WINNIPEG — The former scientific director of Canada's National Microbiology Laboratory who had experimental brain surgery to battle alcoholism has died.
Dr. Francis (Frank) Plummer, a world-renowned microbiologist and infectious-disease expert, was 67.
"He was a scientific maverick," Theresa Tam, Canada's chief public health officer, tweeted on Tuesday.
Plummer was a mentor, she said, who helped set up and make the national laboratory in Winnipeg a world-class institution.
Plummer was at the helm of the lab during the SARS, influenza and H1N1 epidemics, as well as during the development of an Ebola vaccine.

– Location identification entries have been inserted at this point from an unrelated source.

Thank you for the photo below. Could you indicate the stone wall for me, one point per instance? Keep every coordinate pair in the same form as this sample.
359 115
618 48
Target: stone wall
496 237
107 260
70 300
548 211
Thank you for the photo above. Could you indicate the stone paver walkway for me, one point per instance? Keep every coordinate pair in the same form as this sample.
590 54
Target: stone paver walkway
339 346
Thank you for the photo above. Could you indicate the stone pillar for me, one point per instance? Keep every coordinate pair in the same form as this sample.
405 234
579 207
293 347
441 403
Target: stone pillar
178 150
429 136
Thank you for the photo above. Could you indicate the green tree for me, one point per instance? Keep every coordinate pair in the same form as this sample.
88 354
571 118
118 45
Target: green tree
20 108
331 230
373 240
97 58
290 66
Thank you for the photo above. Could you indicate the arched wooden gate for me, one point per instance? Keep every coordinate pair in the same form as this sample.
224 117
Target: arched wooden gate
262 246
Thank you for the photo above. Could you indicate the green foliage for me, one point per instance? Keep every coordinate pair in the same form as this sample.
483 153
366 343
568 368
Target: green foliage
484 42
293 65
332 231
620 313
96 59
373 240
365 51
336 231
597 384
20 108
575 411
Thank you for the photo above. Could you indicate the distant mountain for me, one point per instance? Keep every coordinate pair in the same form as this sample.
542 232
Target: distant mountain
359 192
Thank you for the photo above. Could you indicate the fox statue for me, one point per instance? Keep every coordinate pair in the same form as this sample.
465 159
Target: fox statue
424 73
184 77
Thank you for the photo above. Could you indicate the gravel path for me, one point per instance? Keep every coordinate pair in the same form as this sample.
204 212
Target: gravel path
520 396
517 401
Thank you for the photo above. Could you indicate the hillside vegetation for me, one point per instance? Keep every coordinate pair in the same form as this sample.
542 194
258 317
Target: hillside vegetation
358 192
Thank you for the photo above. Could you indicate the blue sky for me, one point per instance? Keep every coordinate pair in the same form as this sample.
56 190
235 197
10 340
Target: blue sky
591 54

Prior to his time at the lab, Plummer's research shaped public health policy around the world. He built a world-class research operation in Kenya, where he observed a particular group of women who had a natural immunity to HIV-1. That discovery provided important information for HIV vaccine and drug development.
"He was admired and regarded highly by academics and researchers around the world, and his legacy of seeking to develop an HIV vaccine remains one of the landmarks of infectious disease prevention," University of Manitoba president David Barnard said in a statement.
"His contributions have had a cumulative global impact on saving the lives of tens of thousands of people for decades and also improving the lives of HIV positive people around the world," added Digvir Jayas, the university's vice-president of research.
Plummer was named an Officer of the Order of Canada in 2006 and a member of the Order of Manitoba three years later. He received numerous prestigious awards throughout his career, including the Flavelle Medal from the Royal Society of Canada in 2018 for his contributions to biological science.
Plummer had recently shared his own battle with alcoholism. In an article he wrote for Toronto's Sunnybrook Health Sciences Centre, Plummer explained how he began to drink scotch to "to celebrate, relax and deal with stress, anxiety, disappointment and grief."
After decades of drinking, attempts at quitting and a liver transplant, Plummer decided to get experimental treatment using deep brain stimulation in 2018.
"Having committed my career to medical science and human health I saw this study as one more way to make a contribution — this time, literally using my brain!" Plummer wrote.
Keith Fowke, head of medical microbiology and infectious diseases at the University of Manitoba, was a grad student under Plummer's tutelage when they made the major discovery in Kenya. They later became close friends and colleagues.
Fowke said as a scientist or a research participant, Plummer always wanted to help people.
"He was always focused on truth and knowledge and making the world a better place," Fowke said.
Fowke described his friend as warm and kind. He called Plummer a loving father and husband who enjoyed having his friends over for dinner.
"He wanted everyone to know he was a proud Winnipegger and a proud Canadian, and that all of us can make important globally significant contributions."